Processes / Connections

  • One Lark bot wired to two apps both competing for the long connection: Whichever grabs the websocket first owns it, which makes botmux work intermittently. → One bot should connect to only one long-connection app.
  • After tmux kill-session, the session gets brought back up: The daemon still considers it active. → Use botmux delete.
  • Once defaultWorkingDir is configured, every single message spins up a new session: This is a side effect of "skipping repository selection". → If you don't want it, remove that config.
  • Codex 0.131+ headless reports a desktop attach socket error: features.apps is enabled by default and tries to connect to the desktop. → botmux already adds --disable apps to the Codex it launches to work around this.
  • Running botmux restart inside botmux's own tmux pane: Runtime variables (TMUX / LARK_* / BOTMUX_*) get inherited and pollute the daemon, causing sporadic token / gateway errors. → Restart the daemon from a clean, non-tmux shell.
  • /repo repository numbers drift: Adding a new repository to the list shifts the numbering. → Don't hard-code numbers in automation; use /repo <project-name> or specify a unique path.

Disk / Logs

  • tmux-server-*.log filling up the disk: These are only produced when tmux is started with tmux -v/-vv, have no automatic rotation, and can grow to hundreds of GB over a long run. botmux itself never uses -v, so these files can be safely deleted without affecting botmux logs.

Collaboration

  • Two bots @-mentioning each other in an infinite loop: Each message ending with "send to @the other bot" loops forever. → Usually one side stopping on its own resolves it; fundamentally this is chatty model behavior, so add constraints.

Dashboard / Security

  • Don't post a token-bearing dashboard URL into a group (it's equivalent to publicly exposing a temporary access credential). For security-sensitive scenarios, bind the host to the local machine: BOTMUX_DASHBOARD_HOST=127.0.0.1. The token is single-use; each run of botmux dashboard regenerates it and the old link becomes invalid immediately.
  • Dashboard won't open: First run curl http://<host>:<port>/__health; a {"ok":true} response means the service is healthy. The problem is usually a browser proxy / wrong host (a Mac's intranet IP can change) / opening a link with an old token.

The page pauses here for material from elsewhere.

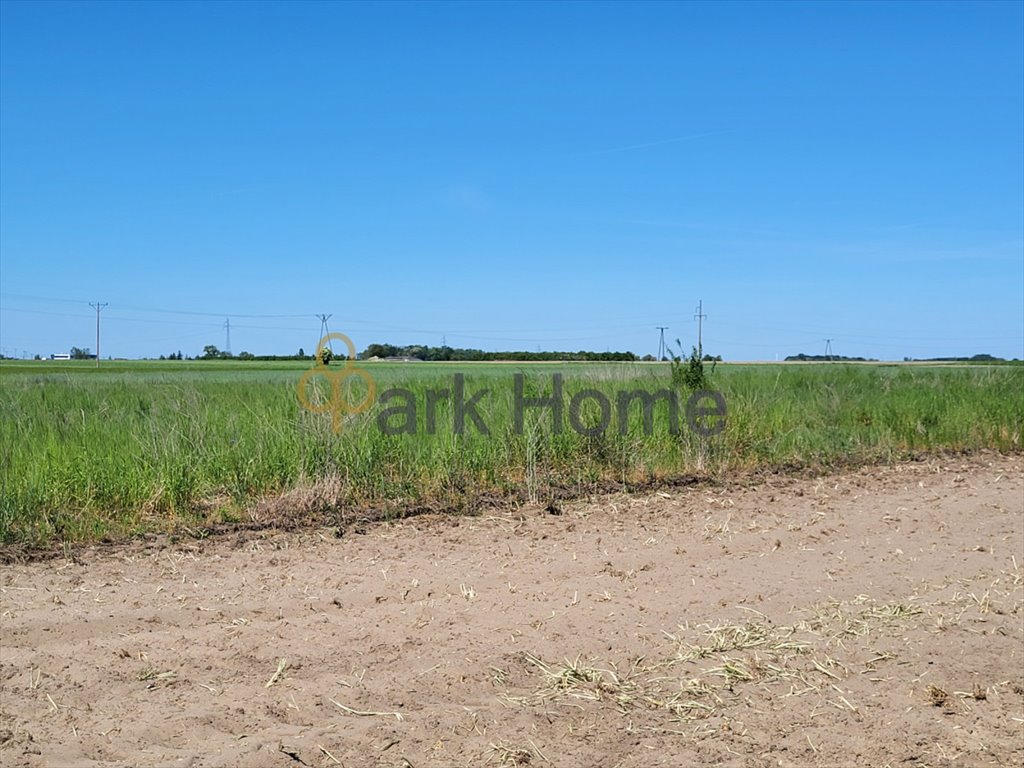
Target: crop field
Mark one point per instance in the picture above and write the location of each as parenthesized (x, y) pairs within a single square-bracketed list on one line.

General troubleshooting approach

For any "won't start locally / behaving abnormally" issue, follow these three steps first:

  1. Run botmux logs, find the Spawning fresh CLI: line, copy the full command, and run it manually in your local shell to reproduce it (the fastest way to pin down permission / argument / login-state issues).
  2. Open the Web Terminal to see the model's / gateway's real error at a glance.
  3. Hand the symptom to the local agent and let it self-diagnose; the community welcomes PRs.